Face au solutionnisme technologique, au nom duquel nous est imposée la ville-machine, nous aimerions mettre en avant deux choses. La première : qu’il n’est aucune situation, qui pourrait être déterminée ou définie comme étant la nôtre, à laquelle il s’agirait tout bêtement (ni même de manière smart) d’apporter une solution, La Solution. Ce raisonnement est proprement technicien qui cherche à dissoudre les problèmes dans des solutions sans jamais (s’)ouvrir au questionnement. La deuxième : que les solutions qui nous sont « proposées » le sont de manière hétéronome par une société où priment l’expertise et la spécialisation. Ainsi, nous pensons que plus nous faisons appel à des technologies de pointe, plus nous accentuons notre dépendance à l’égard des logiques qui concordent à leur fabrication et à leur mise en vente, ainsi qu’à la dépossession de notre pouvoir de décider collectivement et d’agir. Pour donner un exemple, le développement durable et la transition écologique, qui s’appuient toutes deux sur un dispositif démesuré de technologies hautement sophistiquées, sont des enjeux proprement industriels.

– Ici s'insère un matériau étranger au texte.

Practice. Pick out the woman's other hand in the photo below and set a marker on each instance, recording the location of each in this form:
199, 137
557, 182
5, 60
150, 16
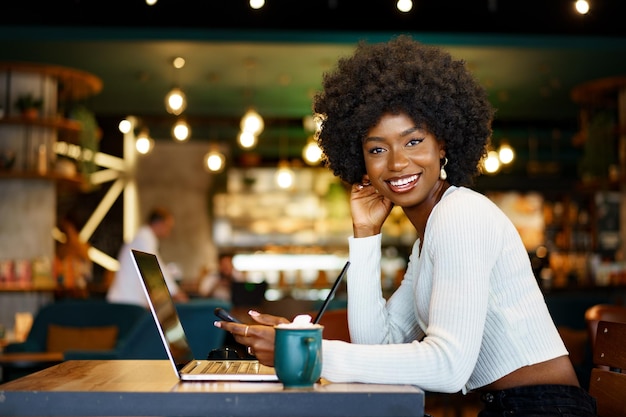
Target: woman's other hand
259, 338
369, 209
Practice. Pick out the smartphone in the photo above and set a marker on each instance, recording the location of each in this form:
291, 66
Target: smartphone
225, 315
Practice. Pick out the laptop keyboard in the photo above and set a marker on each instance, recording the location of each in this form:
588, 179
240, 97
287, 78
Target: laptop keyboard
232, 367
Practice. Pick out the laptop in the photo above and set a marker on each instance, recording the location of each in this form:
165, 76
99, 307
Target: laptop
176, 342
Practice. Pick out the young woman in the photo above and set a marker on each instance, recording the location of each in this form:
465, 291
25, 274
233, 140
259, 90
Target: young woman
406, 125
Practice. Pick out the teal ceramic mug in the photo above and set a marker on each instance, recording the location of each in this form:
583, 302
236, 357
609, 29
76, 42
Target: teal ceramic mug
298, 355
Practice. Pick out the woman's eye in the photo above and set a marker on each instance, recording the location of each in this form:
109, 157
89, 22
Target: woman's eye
376, 150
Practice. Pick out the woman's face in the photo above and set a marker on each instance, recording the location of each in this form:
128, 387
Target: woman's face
402, 160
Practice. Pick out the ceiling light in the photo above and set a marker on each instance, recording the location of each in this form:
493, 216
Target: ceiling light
312, 153
257, 4
284, 175
125, 126
491, 163
247, 140
181, 130
506, 153
144, 143
175, 101
178, 62
404, 5
582, 6
252, 122
214, 161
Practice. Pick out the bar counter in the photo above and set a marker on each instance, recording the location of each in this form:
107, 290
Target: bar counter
151, 388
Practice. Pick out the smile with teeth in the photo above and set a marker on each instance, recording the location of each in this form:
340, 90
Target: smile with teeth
403, 181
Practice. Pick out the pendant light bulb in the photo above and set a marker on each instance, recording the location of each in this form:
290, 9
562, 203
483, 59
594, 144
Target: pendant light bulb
214, 161
252, 122
247, 140
144, 143
312, 153
175, 101
284, 175
181, 130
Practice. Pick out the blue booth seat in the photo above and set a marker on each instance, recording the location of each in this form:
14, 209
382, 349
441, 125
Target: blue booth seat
136, 337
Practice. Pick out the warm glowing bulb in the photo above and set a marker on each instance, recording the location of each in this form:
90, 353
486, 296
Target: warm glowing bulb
252, 122
144, 144
125, 126
247, 140
181, 131
492, 163
582, 6
214, 161
404, 5
284, 176
257, 4
312, 153
175, 101
506, 154
178, 62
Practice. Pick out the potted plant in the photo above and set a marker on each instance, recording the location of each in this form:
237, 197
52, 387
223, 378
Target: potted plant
28, 105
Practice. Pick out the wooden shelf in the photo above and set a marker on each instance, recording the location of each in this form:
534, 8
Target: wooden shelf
74, 85
15, 287
56, 123
33, 175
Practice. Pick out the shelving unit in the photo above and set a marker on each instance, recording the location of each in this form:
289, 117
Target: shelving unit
28, 187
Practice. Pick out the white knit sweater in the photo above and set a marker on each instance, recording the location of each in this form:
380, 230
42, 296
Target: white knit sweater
468, 311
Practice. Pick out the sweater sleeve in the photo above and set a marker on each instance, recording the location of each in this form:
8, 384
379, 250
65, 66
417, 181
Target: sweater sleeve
458, 254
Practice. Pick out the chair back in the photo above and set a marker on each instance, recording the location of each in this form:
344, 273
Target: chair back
335, 324
608, 380
606, 312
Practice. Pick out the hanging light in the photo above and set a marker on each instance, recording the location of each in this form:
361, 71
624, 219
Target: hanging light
257, 4
214, 161
252, 122
284, 175
247, 140
181, 130
506, 154
175, 101
404, 6
491, 163
582, 6
144, 142
125, 126
312, 153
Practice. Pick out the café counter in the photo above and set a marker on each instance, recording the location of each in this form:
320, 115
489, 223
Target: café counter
151, 388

Contre ce que nous pourrions désigner avec Lewis Mumford techniques autoritaires, nous aimerions voir émerger ce qu’il appelle des techniques démocratiques. Face au mot vague et mystificateur de Smart City, nous préférons celui (plus révélateur) de ville-machine.

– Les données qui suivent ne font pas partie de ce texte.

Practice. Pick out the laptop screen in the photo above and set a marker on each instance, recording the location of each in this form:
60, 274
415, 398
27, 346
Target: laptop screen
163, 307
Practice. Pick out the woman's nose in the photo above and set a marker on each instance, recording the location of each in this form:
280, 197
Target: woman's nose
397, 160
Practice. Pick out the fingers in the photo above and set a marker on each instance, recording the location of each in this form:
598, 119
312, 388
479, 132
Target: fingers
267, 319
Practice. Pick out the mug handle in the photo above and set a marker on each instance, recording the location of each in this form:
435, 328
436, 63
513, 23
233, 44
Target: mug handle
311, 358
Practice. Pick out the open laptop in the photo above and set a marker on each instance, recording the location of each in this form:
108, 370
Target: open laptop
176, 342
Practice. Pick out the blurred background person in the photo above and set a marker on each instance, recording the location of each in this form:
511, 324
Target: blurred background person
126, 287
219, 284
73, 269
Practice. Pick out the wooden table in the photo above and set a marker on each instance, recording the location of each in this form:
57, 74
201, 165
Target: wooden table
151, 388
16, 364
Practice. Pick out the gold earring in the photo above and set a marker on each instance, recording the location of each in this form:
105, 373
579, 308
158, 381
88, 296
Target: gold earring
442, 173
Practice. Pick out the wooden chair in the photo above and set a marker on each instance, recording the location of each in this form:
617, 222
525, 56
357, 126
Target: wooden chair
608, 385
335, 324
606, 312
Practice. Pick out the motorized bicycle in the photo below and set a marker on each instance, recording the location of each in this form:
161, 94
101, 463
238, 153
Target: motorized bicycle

Par ce texte nous avons voulu faire apparaître pleinement les mutations qui gangrènent la ville. Car si ce n’est pas une « simple facilité rhétorique » de « parler du monde actuel [de la ville-machine] comme d’un cadavre en décomposition [89] », il faut tout de même savoir reconnaître d’où proviennent les puanteurs qui s’échappent de ce corps putride. Nous avons tenté d’en signaler quelques caractères, points névralgiques, éléments de propagande, ainsi que les dynamiques qui sous-tendent tout cela. A chacun.e alors d’approfondir le constat que nous essayons de dresser et que nous proposons. A chacun.e également de trouver les manières de résister, de contrecarrer, de s’opposer, ou de combattre, seul.e et collectivement, les forces qui imposent à la vie et à la ville, l’enfermement dans les lois abstraites de la rationalisation, de l’efficacité, de la rentabilité. Nous réservons donc l’étude de ces moyens et des forces d’oppositions déjà existantes au discernement de chacun.e. Loin de mots d’ordres prémâchés et sans rentrer dans une exhortation de type guerrier voire militaire, au fondement de notre rébellion il y a l’idée qu’un espace politique commun ne peut se réaliser sans un aller-retour perpétuel entre action et rencontre ; qu’en celui-ci se forgent les préoccupations et valeurs communes qui créent un collectif, une communauté retrouvée.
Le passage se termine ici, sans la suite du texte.